A être trop con, on y laisse des plumes.
Mon fils a la chance d'avoir des chevaux à la maison.
Et déjà, avec ses petits moyens, il veut aider à distribuer les rations.
Lui aussi, il comprendra bien vite que ceux qui parlent de chance n'ont aucune idée, parlent sans savoir et feraient mieux de se taire.
Mon fils a par contre la chance de suivre une formidable école de vie.
Mon oncle m'a dit il y a quelques temps que "nous avons tous une zone d'ombre dans notre vie".
On m'a aussi dit que "nous avons tous des moments de bassesse".
Je suis partiellement en désaccord avec cela.
D'une part parce que les généralités m'emmerdent souvent. Peut-être parce qu'elles servent parfois à justifier l'injustifiable ?
Et d'autre part parce qu'Angel apprendra, s'il est animé de cette même passion dévorante, qu'avec les chevaux, on ne triche pas. On lutte pour rester digne.
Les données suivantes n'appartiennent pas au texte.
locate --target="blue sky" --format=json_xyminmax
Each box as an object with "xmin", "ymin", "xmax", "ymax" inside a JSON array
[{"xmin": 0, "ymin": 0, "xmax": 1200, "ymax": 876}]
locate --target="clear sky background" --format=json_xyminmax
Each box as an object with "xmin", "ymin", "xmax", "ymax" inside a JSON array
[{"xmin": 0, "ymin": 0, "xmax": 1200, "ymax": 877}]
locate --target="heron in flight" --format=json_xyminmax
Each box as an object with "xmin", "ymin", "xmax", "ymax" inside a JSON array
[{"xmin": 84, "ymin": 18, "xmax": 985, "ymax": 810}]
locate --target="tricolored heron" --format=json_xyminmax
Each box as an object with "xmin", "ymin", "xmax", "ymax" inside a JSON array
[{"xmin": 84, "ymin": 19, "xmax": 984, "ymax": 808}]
On prend des engagements que l'on ne rompt pas du jour au lendemain.
Ou alors, on n'est pas un cavalier (et en aucun cas un homme de cheval).
Les chevaux, c'est parfois ingrat. On n'y passe beaucoup de soi, et on n'a pas toujours le retour que l'on voudrait en avoir.
Les chevaux, c'est parfois gratifiant. Lorsque l'on a si bien "placé tous les boutons" que même un chimpanzé pourrait monter dessus. Mais plutôt que de constater la qualité du boulot que le dresseur a fait, les autres préfèrent penser que c'est le caractère inné de l'animal, ou leur qualité de "grands cavaliers". C'est plus facile comme ça.
Moi je veux bien croire qu'une personne ait la chance d'avoir 1 cheval gentil, mais quand c'est 3, 4 ou 5, je ne crois pas que l'on puisse décemment parler de chance.
Cela, il ne faudrait pas le dire. Sinon, on vous dira que vous avez la grosse tête.
Curieusement, ce genre de remarques ne viennent jamais des gens les plus brillants, de ceux qui ont fait leurs preuves dans le domaine. On se demande bien pourquoi... ?
D'autant plus qu'avec les chevaux, c'est presque au quotidien que l'on reçoit des leçons de modestie. Ils vous remettent à votre place juste après vous avoir flatté l'égo. Toujours franchement, sans détour.
Il y a un point, et un point uniquement sur lequel j'envie les américains pour qui être fier et conscient de ses capacités n'est pas tabou, devant qui l'on n'est pas obligé de feindre une humilité lorsqu'elle n'a pas lieu d'être.
Alors ma chance, je préfère la nommer un choix de vie, une volonté, une passion enflammée avec son bagage de coups durs, de coups de gueule, de coups de bambou et surtout de coups de coeur.